I have proposed to train certifiable robustness properties for security classifiers against evasion attacks. If we can make the classifier robust against building block attacks, we can raise the bar for more sophisticated attacks to succeed. I used certifiable training technique to train PDF malware classifiers with robustness properties, by utilizing security domain knowledge about building block attack operations. To generate PDF malware variants, the attacker needs to preserve the syntax of the PDF file format, while mutating a seed malware guided by different classifier feedback and optimization algorithms. Thus, in the PDF tree structure, adversarial malware variants are different from the seed malware by a number of subtrees. I designed a new distance metric in the subtree distance, and used that to define certifiable robustness properties for PDF classifiers. Satisfying these properties can eliminate classes of attackers for a classifier, including unknown attackers. My models can achieve high verified robust accuracy for different robustness properties, while maintaining high accuracy and low false positive rate.
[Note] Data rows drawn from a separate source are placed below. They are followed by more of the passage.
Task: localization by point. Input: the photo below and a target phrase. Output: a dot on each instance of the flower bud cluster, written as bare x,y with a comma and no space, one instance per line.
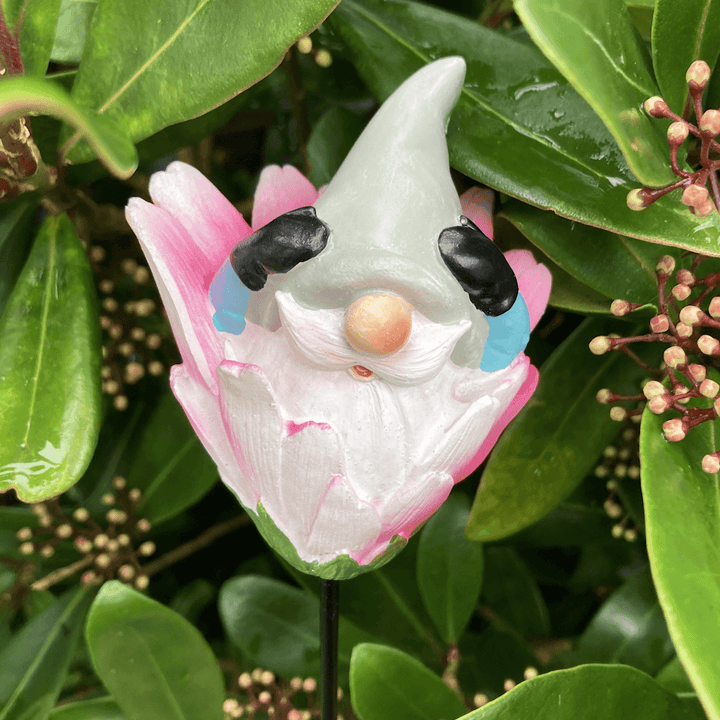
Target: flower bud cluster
136,337
260,694
688,322
695,193
110,550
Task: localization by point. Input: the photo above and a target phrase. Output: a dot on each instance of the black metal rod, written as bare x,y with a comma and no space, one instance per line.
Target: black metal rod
329,647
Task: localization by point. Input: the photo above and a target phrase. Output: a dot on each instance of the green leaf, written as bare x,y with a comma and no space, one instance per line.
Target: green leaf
50,360
387,684
586,253
629,629
449,568
72,30
223,48
99,709
171,466
512,593
682,519
683,32
34,663
154,662
33,23
35,96
519,126
549,448
590,692
595,47
15,241
277,626
330,141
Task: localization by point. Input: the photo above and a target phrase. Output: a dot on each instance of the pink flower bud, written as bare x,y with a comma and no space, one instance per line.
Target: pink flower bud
714,309
709,345
658,404
653,388
674,430
600,345
660,323
698,74
637,199
665,265
698,372
678,132
603,396
656,106
620,307
711,464
709,122
618,414
683,330
674,356
692,315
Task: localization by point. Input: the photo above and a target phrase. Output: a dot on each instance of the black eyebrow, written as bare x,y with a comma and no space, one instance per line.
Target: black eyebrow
279,246
479,266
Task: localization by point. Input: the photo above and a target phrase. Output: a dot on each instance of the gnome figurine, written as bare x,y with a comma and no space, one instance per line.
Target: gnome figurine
353,357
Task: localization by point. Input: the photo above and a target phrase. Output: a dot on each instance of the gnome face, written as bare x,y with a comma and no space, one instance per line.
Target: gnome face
351,359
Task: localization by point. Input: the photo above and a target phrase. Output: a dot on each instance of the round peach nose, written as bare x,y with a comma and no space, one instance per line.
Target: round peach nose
378,324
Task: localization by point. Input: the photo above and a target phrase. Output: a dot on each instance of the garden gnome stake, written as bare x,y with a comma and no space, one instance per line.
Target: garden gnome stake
353,358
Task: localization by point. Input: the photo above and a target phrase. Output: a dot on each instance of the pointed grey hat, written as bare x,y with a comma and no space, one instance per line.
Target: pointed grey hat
386,207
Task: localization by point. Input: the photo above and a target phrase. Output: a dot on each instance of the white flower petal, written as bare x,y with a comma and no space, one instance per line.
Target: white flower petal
203,411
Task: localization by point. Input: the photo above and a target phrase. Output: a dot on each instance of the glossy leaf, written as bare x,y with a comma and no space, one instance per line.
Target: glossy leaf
15,241
586,253
276,626
171,467
519,126
595,47
490,658
72,30
154,662
512,593
33,22
682,517
683,32
330,141
25,95
99,709
34,663
50,360
167,36
449,568
629,628
590,692
387,684
549,448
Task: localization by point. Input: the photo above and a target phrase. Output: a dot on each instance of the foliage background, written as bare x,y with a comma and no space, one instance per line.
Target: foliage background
585,571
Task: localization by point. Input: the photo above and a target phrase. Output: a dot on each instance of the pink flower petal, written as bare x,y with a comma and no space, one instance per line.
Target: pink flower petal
252,423
210,219
477,206
177,264
534,280
517,403
203,411
279,190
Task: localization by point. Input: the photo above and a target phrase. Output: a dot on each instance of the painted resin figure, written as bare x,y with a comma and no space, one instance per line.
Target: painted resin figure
360,352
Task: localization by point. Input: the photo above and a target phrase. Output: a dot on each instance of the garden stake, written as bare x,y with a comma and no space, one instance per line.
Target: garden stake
329,647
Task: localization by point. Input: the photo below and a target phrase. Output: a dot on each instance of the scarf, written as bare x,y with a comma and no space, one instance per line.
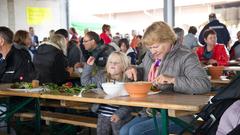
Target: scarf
153,70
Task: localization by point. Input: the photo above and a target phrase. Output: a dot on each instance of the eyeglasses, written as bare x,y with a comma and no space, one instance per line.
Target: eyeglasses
114,63
85,41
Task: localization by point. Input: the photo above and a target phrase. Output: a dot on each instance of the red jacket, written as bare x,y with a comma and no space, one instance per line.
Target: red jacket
220,54
105,38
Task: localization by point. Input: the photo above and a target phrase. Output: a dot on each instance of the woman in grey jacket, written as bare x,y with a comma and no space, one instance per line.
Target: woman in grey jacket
170,67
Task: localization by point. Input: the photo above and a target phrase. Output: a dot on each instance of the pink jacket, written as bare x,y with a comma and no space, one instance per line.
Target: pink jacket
219,53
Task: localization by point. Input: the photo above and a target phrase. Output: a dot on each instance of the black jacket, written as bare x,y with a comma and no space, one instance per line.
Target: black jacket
16,65
74,54
222,33
101,54
50,64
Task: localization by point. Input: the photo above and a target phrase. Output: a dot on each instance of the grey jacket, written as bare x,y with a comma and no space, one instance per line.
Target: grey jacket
124,112
184,65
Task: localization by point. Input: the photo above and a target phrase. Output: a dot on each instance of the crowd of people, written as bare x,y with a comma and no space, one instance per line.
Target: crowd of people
163,56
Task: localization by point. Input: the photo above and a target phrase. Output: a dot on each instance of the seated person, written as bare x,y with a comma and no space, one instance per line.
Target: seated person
14,65
129,51
235,49
171,68
50,61
95,47
212,53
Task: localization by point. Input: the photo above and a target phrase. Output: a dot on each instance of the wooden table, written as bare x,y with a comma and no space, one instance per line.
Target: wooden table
219,82
165,102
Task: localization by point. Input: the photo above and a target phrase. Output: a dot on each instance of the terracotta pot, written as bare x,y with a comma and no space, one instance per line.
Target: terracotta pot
138,89
215,71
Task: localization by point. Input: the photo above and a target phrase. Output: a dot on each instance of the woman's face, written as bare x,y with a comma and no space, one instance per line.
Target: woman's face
159,50
88,43
123,47
28,41
114,66
211,39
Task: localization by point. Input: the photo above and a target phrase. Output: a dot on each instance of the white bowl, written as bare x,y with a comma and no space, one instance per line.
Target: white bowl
116,89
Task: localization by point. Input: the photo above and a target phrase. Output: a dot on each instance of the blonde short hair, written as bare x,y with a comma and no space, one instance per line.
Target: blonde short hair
158,32
60,41
124,61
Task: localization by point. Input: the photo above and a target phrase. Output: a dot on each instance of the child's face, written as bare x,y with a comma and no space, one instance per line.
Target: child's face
114,66
123,48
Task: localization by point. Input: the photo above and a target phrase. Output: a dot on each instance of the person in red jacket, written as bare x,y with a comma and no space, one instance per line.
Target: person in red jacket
212,53
105,34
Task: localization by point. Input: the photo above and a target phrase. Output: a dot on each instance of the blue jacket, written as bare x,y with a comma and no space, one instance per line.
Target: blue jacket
222,33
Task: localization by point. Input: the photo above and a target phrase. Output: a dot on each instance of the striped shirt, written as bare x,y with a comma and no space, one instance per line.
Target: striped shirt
107,110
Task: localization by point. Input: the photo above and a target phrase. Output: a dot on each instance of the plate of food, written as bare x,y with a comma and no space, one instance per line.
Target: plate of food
25,87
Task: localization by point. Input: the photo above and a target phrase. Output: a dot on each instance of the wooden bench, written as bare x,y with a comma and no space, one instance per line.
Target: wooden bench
62,118
66,104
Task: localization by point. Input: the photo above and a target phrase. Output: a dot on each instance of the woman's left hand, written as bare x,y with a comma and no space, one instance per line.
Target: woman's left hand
164,79
115,118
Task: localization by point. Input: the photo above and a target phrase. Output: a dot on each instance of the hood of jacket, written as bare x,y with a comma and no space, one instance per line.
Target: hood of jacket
48,47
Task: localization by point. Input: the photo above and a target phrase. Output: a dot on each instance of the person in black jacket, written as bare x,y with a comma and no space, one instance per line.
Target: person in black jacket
50,61
14,66
223,36
74,53
95,47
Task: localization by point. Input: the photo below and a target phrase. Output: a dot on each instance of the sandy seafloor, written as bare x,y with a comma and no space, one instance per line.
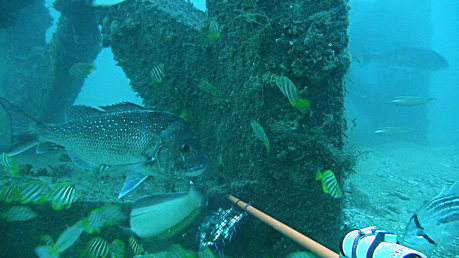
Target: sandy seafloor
393,180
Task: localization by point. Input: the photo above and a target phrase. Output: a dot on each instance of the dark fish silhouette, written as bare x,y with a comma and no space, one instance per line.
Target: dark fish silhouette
124,136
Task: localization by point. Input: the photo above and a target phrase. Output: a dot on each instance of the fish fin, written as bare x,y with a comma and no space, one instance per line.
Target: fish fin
46,147
133,179
45,251
123,106
127,230
324,187
81,162
80,112
453,190
23,128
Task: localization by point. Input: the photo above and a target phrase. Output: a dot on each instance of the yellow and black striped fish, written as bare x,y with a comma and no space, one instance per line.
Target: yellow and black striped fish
329,183
98,247
9,193
62,196
18,213
157,74
117,249
135,246
35,192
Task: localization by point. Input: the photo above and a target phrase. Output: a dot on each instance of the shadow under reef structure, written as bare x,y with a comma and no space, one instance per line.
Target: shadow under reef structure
220,71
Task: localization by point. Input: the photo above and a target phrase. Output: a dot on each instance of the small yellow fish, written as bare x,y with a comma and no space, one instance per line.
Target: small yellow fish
214,29
137,248
98,247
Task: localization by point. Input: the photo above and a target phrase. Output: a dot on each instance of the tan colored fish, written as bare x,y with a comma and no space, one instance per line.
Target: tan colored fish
164,215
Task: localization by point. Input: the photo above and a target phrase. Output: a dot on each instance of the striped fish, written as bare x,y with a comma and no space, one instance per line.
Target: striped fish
94,222
289,89
436,223
329,183
35,192
9,193
157,74
18,213
135,246
260,134
117,249
98,247
8,164
62,196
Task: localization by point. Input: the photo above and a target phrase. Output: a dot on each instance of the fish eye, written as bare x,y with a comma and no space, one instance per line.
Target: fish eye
185,148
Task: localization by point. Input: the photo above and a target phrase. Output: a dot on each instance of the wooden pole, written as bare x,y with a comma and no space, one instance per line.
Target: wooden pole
296,236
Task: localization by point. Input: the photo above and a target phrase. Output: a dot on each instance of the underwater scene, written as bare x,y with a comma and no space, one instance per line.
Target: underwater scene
229,128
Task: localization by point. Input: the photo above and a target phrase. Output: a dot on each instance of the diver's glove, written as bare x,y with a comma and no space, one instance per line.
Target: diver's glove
369,242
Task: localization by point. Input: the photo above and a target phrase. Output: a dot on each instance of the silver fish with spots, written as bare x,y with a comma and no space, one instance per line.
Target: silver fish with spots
124,136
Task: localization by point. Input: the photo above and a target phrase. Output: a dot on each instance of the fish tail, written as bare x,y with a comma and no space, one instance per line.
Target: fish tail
24,128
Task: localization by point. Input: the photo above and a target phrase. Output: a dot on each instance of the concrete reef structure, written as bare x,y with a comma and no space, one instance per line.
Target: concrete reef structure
36,73
305,41
238,48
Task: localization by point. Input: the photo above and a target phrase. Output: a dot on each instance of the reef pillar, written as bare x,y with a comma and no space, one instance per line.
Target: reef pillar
35,74
259,40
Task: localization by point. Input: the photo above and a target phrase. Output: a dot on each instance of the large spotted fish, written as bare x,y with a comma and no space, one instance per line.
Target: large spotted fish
124,136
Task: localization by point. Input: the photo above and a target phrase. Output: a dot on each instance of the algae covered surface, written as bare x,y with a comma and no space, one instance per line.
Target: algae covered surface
259,40
218,70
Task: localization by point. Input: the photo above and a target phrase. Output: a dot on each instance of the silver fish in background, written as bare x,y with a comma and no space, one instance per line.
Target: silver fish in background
436,223
416,59
104,2
391,131
407,101
125,137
My results showed that a robust model trained with only two building block robustness properties at subtree distance one can already substantially increase the robustness against unbounded attackers, who are not restricted by the robustness properties. In particular, compared to the baseline model, the state-of-the-art and new adaptive evolutionary attackers need up to 10 times more feature changes and 21 times more PDF manipulations to evade my robust model.


Yizheng Chen is a Postdoctoral Researcher at Columbia University. She received her Ph.D. degree in Computer Science from Georgia Institute of Technology. She is interested in designing and implementing secure machine learning systems, and applying machine learning to solve security problems.